The danger has long been recognized in Europe. But as long as Italy has not drawn on financial assistance, EU influence remains restricted. Even after S&P's credit downgrade and Berlusconi's aggressive reaction, European leaders can only make appeals. A spokesperson for European Economic Commissioner Olli Rehn urged Italy to immediately enact its savings resolutions. Gerda Hasselfeldt, head of the state parliamentary group for Bavaria's conservative Christian Social Union (CSU), called the downgrade a "good and necessary incentive." Peter Altmaier, a leading member of Chancellor Angela Merkel's Christian Democrats, said: "The case of Italy shows that we're not just talking about Greece."

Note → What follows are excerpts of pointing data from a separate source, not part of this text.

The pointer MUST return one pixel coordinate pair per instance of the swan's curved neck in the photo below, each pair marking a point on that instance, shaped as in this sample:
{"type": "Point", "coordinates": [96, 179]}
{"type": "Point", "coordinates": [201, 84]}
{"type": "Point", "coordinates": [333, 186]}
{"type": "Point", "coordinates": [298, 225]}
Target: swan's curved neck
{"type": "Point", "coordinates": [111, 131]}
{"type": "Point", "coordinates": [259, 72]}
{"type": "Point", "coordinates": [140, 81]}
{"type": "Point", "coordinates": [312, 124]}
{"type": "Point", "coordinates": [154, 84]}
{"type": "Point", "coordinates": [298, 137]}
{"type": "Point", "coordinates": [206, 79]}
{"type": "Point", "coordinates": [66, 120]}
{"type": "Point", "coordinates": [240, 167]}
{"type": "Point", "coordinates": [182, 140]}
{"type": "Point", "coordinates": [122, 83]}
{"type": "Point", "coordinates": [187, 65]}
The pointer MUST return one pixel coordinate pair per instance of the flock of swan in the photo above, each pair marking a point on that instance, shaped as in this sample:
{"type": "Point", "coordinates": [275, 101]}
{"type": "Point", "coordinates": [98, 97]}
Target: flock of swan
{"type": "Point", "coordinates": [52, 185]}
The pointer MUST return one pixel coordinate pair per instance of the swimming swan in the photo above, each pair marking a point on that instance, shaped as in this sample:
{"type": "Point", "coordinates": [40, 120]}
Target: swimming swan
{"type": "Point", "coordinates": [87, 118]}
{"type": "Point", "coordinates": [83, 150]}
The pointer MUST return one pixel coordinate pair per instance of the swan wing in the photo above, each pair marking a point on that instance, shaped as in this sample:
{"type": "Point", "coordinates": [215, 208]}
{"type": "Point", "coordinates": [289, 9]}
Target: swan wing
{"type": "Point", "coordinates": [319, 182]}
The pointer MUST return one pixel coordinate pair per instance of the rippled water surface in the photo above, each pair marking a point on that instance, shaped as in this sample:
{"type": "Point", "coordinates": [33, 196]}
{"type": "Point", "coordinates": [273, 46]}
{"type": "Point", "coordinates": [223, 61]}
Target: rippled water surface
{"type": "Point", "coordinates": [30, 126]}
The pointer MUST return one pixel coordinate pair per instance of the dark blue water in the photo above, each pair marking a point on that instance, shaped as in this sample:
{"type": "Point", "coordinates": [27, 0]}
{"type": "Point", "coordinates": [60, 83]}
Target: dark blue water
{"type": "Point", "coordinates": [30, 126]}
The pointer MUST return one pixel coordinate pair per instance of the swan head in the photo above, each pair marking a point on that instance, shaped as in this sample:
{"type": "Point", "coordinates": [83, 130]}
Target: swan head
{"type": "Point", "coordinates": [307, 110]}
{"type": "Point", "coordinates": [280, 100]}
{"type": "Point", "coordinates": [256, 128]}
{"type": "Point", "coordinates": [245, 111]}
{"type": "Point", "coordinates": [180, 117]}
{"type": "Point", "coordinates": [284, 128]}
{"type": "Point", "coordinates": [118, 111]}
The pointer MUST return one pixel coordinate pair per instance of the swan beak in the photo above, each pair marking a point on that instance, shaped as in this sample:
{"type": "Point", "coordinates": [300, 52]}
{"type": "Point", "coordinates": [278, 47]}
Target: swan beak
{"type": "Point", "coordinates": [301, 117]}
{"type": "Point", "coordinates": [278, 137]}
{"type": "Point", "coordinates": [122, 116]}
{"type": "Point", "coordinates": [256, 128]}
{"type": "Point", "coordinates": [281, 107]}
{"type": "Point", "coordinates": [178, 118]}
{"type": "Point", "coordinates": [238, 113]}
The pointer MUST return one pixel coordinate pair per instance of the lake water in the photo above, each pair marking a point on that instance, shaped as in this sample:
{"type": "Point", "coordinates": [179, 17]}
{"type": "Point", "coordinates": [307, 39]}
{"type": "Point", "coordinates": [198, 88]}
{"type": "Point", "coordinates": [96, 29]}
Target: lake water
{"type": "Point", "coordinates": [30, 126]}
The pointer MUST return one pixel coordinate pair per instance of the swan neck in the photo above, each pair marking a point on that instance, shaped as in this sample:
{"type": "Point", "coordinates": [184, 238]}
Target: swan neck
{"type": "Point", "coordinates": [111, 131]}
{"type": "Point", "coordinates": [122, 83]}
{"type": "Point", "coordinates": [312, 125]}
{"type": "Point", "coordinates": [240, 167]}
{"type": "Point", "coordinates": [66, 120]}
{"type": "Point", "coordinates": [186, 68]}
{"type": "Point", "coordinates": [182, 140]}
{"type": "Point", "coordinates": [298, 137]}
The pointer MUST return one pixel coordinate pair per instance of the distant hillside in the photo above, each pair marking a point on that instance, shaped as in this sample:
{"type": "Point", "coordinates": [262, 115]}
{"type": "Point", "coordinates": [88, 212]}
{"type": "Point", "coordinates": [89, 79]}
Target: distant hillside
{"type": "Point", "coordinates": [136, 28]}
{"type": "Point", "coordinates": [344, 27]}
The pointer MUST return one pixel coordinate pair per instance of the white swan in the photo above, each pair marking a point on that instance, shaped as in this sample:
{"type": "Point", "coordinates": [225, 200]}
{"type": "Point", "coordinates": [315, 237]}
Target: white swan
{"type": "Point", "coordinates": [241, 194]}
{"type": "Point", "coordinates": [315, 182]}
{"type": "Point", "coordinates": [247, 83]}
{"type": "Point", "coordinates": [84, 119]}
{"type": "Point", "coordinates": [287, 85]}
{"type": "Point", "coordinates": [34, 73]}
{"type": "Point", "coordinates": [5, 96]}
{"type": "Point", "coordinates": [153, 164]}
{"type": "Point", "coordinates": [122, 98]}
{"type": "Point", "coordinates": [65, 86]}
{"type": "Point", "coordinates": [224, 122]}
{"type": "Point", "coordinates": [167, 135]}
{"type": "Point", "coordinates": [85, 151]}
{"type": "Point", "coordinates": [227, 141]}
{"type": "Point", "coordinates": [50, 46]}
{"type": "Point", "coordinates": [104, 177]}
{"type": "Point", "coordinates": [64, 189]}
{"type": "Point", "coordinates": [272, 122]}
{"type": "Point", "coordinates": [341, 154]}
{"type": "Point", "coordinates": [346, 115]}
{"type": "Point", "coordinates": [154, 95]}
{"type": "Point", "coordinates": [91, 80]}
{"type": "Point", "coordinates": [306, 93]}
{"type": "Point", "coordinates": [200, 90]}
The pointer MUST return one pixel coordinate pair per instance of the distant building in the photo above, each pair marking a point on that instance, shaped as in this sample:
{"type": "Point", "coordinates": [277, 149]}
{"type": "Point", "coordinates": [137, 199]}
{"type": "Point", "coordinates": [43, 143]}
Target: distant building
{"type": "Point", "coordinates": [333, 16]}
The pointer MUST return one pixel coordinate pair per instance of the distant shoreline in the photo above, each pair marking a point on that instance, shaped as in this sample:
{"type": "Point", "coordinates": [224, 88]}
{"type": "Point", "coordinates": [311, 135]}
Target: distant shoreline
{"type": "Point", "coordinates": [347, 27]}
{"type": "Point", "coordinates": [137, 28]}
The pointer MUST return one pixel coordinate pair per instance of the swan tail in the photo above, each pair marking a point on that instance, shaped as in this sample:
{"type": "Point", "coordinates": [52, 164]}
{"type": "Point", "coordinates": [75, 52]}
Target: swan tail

As slightly less diplomatic analysis came from the president of Confindustria, an organization representing Italian manufacturing and service companies. "We are sick and tired of being the international laughingstock," Emma Marcegaglia said. The government must either "enact quick, serious and also unpopular reforms" or "pack their bags," she said.
Her harsh statement shows the pent up frustration over Berlusconi's crisis management. For a long time the prime minister saw no reason to act at all. When the government passed austerity measures worth some 47 billion in July, Berlusconi boasted about how harmless it was. "We have avoided every drastic measure taken by other European countries," he said. "The Italians should build us a monument."
Wavering by Berlusconi
Such statements were not exactly designed to win back the faith of investors. If anything, market pressure only increased, forcing Rome to put together a second package of belt-tightening measures worth 45 billion. But even that proved hardly reassuring after Berlusconi sought to water-down the package. He attempted to remove a wealth tax from the package only to backtrack just days later.
Such wavering by Berlusconi can hardly be influenced from abroad. Imposing serious savings measures on Rome would only become possible should Italy be forced to apply for financial assistance.
Without a formal means to apply pressure on Italy -- such as might be provided by a European economic government, for example -- the EU can only apply backroom pressure. This is the route the European Central Bank (ECB) reportedly took by sending a confidential letter to Berlusconi with a list of demands for concrete reforms.
Fulfilment of those demands could be seen as a kind of reciprocity. The ECB has long been buying significant quantities of Italian sovereign bonds in order to keep Rome's borrowing costs as low as possible. Such purchases are controversial within the ECB, with both former German central bank head Axel Weber and chief ECB economist Jürgen Stark having resigned recently, allegedly in protest at the practice. The new Bundesbank head, Jens Weidmann, recently criticized the purchases in an interview with SPIEGEL.
Ongoing Bond Purchases
But the ECB appeal apparently was not enough to convince Berlusconi of the precariousness of the situation. "Unfortunately, it takes much too long for governments to recognize the seriousness of the situation and to take appropriate action," Ulrich Kater, chief economist at Dekabank, told the business daily Handelsblatt on Tuesday.
Indeed, it would appear that concern about Italy's current debt situation is such that the ECB can no longer tamp it down with bond purchases. Jörg Krämer, chief economist of Commerzbank, pointed out to the paper that the risk premium on Italian bonds is continuing to climb even though the ECB "is aggressively buying state bonds and thus effectively financing state expenditures with the printing press."
Europe's central bankers, it would seem, do not see an alternative to the strategy. On Tuesday, traders say, the ECB once again stepped in to buy significant quantities of Italian state bonds.